I may be buying one of these with a bad box in a couple days, so I might need some guidance. Hopefully the fix for this one is as economical as yours.
Also, what tractor are you running this on?
I saw your PM. Still running fine. The output seal is holding oil just fine, not sure if JD undersized it by a mm for fun or if it was stamped with 39mm just to throw me off. Everything I've read (and mechanical engineers I work with...i'm electrical) have said that under-sizing that shaft seal by a mm is a no-no.. so I don't know what the deal is with that... But so far have about 12 hours on it and zero leaks or issues. 40mm shaft seal on that output is holding up fine. I will note I ran it for 5 minutes, had to put about a cup or 2 of oil in it. Ran it for about 30 minutes, dropped another cup of oil in it and it hasn't been low since. I think it took a little bit of time to get that oil through the top output bearing down into that cavity and that's why I had to add some oil.

I don't know the serial number on it, but can go look at it tomorrow. I was able to get those output bearings on eBay NOS Timken for about $20 ea I think. My bearings had a standard number stamped right on the outer race (some I could see while they were in the box, others I couldn't see a part number until I pressed them out).
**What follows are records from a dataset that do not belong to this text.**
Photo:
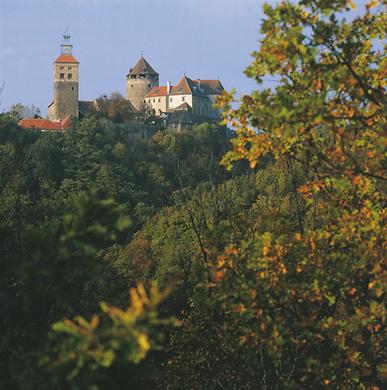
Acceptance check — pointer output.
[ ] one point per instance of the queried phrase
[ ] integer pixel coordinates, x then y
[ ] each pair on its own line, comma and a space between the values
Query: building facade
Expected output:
66, 84
197, 96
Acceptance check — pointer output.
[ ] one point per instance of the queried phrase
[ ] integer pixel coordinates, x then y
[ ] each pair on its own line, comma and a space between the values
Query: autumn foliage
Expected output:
312, 300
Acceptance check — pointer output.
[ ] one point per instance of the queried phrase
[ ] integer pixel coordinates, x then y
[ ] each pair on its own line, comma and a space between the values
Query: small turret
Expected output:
66, 83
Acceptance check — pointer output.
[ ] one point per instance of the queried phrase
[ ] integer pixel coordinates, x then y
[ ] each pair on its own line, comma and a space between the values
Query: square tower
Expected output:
139, 82
66, 84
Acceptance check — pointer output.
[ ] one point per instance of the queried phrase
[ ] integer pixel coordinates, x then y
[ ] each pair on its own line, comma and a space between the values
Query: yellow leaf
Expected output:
143, 342
352, 4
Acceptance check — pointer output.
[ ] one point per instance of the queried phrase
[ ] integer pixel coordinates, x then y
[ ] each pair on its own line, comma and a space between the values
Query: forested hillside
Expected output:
196, 260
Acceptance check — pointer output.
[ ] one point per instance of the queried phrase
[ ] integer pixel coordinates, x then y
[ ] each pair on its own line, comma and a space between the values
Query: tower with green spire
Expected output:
66, 83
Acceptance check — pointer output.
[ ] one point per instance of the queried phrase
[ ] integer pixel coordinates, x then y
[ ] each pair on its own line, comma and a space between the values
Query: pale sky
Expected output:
202, 38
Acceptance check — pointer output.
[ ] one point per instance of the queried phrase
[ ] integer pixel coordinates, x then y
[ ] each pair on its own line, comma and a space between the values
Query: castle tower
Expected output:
140, 80
66, 83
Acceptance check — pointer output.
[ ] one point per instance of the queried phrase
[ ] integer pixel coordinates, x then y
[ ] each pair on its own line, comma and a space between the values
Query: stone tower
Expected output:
140, 80
66, 83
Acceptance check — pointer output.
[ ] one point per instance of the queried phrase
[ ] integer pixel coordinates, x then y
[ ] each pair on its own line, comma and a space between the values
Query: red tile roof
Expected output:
210, 87
186, 86
45, 124
66, 59
157, 91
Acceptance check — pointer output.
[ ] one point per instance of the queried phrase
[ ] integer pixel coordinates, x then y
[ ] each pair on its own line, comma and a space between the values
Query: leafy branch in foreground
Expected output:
81, 349
312, 301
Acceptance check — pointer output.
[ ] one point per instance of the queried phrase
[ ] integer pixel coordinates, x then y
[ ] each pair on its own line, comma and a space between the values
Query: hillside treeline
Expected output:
202, 261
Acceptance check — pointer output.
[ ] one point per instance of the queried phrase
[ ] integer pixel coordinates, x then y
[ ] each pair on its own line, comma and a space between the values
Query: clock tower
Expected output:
66, 83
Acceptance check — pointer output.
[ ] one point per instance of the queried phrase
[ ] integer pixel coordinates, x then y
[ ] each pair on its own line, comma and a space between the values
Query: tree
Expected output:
311, 300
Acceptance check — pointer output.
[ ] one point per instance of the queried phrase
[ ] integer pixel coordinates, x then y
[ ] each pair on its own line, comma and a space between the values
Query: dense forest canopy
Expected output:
144, 263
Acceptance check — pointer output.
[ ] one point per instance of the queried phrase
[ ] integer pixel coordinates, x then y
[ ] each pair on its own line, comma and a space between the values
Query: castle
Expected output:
190, 101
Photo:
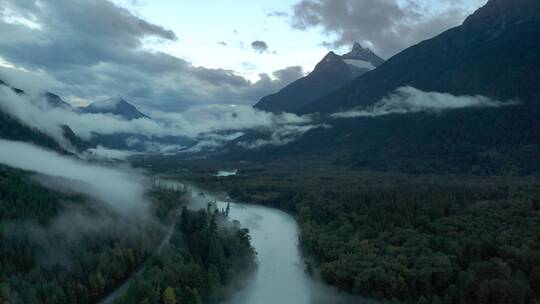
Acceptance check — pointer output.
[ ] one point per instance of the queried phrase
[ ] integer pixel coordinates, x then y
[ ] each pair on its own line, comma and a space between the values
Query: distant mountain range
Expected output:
331, 73
495, 53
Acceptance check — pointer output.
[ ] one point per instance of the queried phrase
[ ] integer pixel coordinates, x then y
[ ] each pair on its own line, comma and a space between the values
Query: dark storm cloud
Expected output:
384, 25
259, 46
94, 48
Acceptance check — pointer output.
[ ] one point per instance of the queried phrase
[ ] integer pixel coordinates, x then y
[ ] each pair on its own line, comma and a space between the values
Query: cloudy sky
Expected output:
174, 54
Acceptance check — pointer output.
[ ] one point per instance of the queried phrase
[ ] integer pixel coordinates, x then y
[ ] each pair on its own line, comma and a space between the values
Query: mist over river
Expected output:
281, 276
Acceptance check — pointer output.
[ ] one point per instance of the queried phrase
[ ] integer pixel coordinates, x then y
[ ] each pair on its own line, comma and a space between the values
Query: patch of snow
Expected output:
360, 64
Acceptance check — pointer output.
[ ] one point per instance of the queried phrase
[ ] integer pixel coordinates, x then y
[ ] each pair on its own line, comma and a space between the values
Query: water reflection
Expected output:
281, 277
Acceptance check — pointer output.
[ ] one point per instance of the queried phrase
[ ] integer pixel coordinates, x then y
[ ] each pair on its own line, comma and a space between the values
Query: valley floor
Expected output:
405, 238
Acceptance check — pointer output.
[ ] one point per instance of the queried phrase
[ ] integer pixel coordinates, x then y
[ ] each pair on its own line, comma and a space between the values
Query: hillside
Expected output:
495, 53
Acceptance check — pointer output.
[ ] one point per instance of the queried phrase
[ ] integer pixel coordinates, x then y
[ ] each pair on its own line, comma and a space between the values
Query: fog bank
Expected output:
122, 189
411, 100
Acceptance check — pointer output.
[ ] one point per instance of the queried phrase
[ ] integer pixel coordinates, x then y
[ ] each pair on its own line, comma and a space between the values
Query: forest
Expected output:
60, 247
409, 238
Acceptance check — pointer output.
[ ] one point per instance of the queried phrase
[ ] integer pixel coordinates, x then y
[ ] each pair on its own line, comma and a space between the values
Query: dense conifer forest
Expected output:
61, 247
410, 239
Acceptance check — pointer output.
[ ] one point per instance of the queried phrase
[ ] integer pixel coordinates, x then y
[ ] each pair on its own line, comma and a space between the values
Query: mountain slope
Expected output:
333, 72
496, 53
115, 106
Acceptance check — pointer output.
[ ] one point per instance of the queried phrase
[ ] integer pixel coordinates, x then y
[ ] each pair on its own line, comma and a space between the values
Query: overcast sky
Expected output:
173, 54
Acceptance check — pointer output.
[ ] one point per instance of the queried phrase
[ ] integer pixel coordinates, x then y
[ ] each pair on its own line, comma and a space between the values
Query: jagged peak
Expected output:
364, 54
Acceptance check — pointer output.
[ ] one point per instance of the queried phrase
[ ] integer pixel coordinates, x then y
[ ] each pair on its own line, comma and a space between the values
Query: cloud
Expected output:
211, 125
259, 46
410, 100
280, 14
281, 136
94, 49
121, 189
386, 26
I will be mowing with it again the 3rd week of October then it will be put away for the winter.

I'm running it on a 4310 about a 2001 model. I put new axle seals in the 4310 last year... what a time consuming task, but my son's (mostly my middle son...10 year old...at the time) and I did it ourselves.

back to the cutter gearbox...This was quick and painless repair. The hardest part was me deciding on how cheap I wanted to be.... so far cheap has worked out on this one. Fingers crossed.

Hit me up if you have specific questions...will look for that serial number though.

Probably the biggest thing that helped me out is my machine shop friends hooked me up with some pressing tools to get these bearings/seals in and out real easy. These guys are lifesavers, turns this work into butter.